The issue is likely to be addressed by both the legislative and judicial branches and on both the state and federal level. Within the past two weeks, there has been discussion of possible federal legislation including the reintroduction of the DISCLOSE Act or other legislation such as the American Anti-Corruption Act, a proposal drafted by Former Federal Election Commission chairman Trevor Potter. Mr. Potter was also instrumental in putting together the McCain-Feingold law. On the state level, some speculate that with a Democratic controlled Senate and House, we may see renewed efforts at legislative campaign finance reform in Minnesota.

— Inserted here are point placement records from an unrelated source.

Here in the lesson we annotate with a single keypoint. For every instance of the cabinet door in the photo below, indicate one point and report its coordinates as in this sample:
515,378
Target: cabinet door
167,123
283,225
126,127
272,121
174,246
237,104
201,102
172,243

In the courts, constitutional challenges continue. Last month, Minnesota’s Federal District Court largely upheld the registration and reporting requirements for corporations and other political groups that make independent expenditures in Minnesota. However, the Court invalidated a provision under which reporting was required in periods where no campaign spending occurred. The decision followed a lengthy court battle that included a remand from a split, full Eighth Circuit Court of Appeals which had questioned the constitutionality of Minnesota’s law.

Meanwhile, courts in California and Idaho issued rulings requiring the disclosure of donors to 501(c)(4) organizations that spent money on election related issues in those states. In addition, the United States Supreme Court is considering review of two potentially significant campaign finance cases - Real Truth About Abortion v. FEC (U.S., No. 12-311, cert. petition filed 9/10/12) which challenges the federal definition of express advocacy as well as Danielczyk v. U.S. (U.S. No. 12-579, cert petition filed 11/8/12) which involves a challenge to the longstanding ban on corporate contributions to federal candidates. The Danielczyk case asks the Court to re-examine the distinction between campaign contributions and independent expenditures. If the Supreme Court decides to grant review in either the RTAA or Danielczyk cases or in both, we could see another major campaign finance ruling sometime in 2013.


DISCLAIMER: Because of the generality of this update, the information provided herein may not be applicable in all situations and should not be acted upon without specific legal advice based on particular situations.